BEN GILBERT: Thirteen-year-old Joseph Shalkey is bouncing like a ping pong ball between gas pumps and cars as angry motorists demand his attention.

GILBERT: Busy huh?

SHALKEY: Yeah it’s very busy, every day.

Joseph grabs the gas nozzle and flips open the gas cover on a waiting car. In the past two hours, he says he’s filled up 150 cars. There are four pumps, and he and every other attendant can service a vehicle about every 30 seconds. That’s because the government has imposed a two-gallon gas limit on each vehicle.

At the pumps, it’s hot, and people are angry. Some have waited hours. Vehicles snake back a mile from the gas station and out of site around a curve on Beirut’s Seafront Boulevard, called the Corniche. 26-year-old bus driver Abdul Razak Abdul has been in line for an hour.

“I needs around 15 gallons of gas to fill the tank,” he says.

Abdul will go from station to station to fill his tank today, and that means a long time in line.

The reason for the rationing is simple: Lebanon imports 95 percent of its gas and it’s running out. The government is conserving the gas by allowing the sale of only about 10 percent of the usual 1.2 million gallons consumed per day.

SAMI HADDAD: “We have enough supplies to last us 10 days.”

That’s Lebanese Minister of Trade and Economy Sami Haddad. The problem is moving it around.

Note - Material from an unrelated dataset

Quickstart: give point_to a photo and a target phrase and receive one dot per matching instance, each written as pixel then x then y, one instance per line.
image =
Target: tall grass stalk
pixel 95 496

HADDAD:“Obviously with gasoline we are at mercy of the Israeli army. It’s very dangerous, Israel is bombing anything that moves, particularly trucks.”

Across Beirut, the gas lines are everywhere, and they’re affecting everyone. Three well dressed young men pushed a late-model black BMW to one station.

Back on the Corniche., 30-year-old Amr Handalee from Beirut sat sweating in his Red Honda, where he’d been for the past four hours.

AMR HANDALEE: I’m here since 8 a.m. in the morning. I need gas, I need gas. I have half, but I need for emergency, maybe.”

Like Handalee, many Lebanese are filling up their tanks in anticipation of the worst. They want to be ready to flee at a moment’s notice. Handalee lived through Lebanon’s 15-year civil war that ended in 1990, but now he has a wife and 4 month old daughter. His jewelry business is wrecked for the summer, and he’s sick of war.

HANDALEE: “I hate it really. From bottom of my heart, I hate this country. I wish I could go out from Lebanon, after this war no more Lebanon. We need 10 years to rebuild this country. If we rebuild our country, if we rebuild it . . . it’s too bad, huh?”

Things begin to look up for Handalee as his car slowly creeps up toward the front of the queue. Soon he’s makes it to the pump. The meter starts going, but then the pump stops. The owner flips a switch and walks away.

HANDALEE: “No more fuel. He went and turned off the drain, and he’s going home.”

The station has run out of gas. Drivers in line are stunned. Handalee grits his teeth. He’s willing to wait around, but there’s no gas truck in sight.

Joseph, the 13 year old pump worker, takes it in stride though. The gas truck was supposed to arrive this morning, but it never came. The truck will come “tomorrow, or after tomorrow,” he says.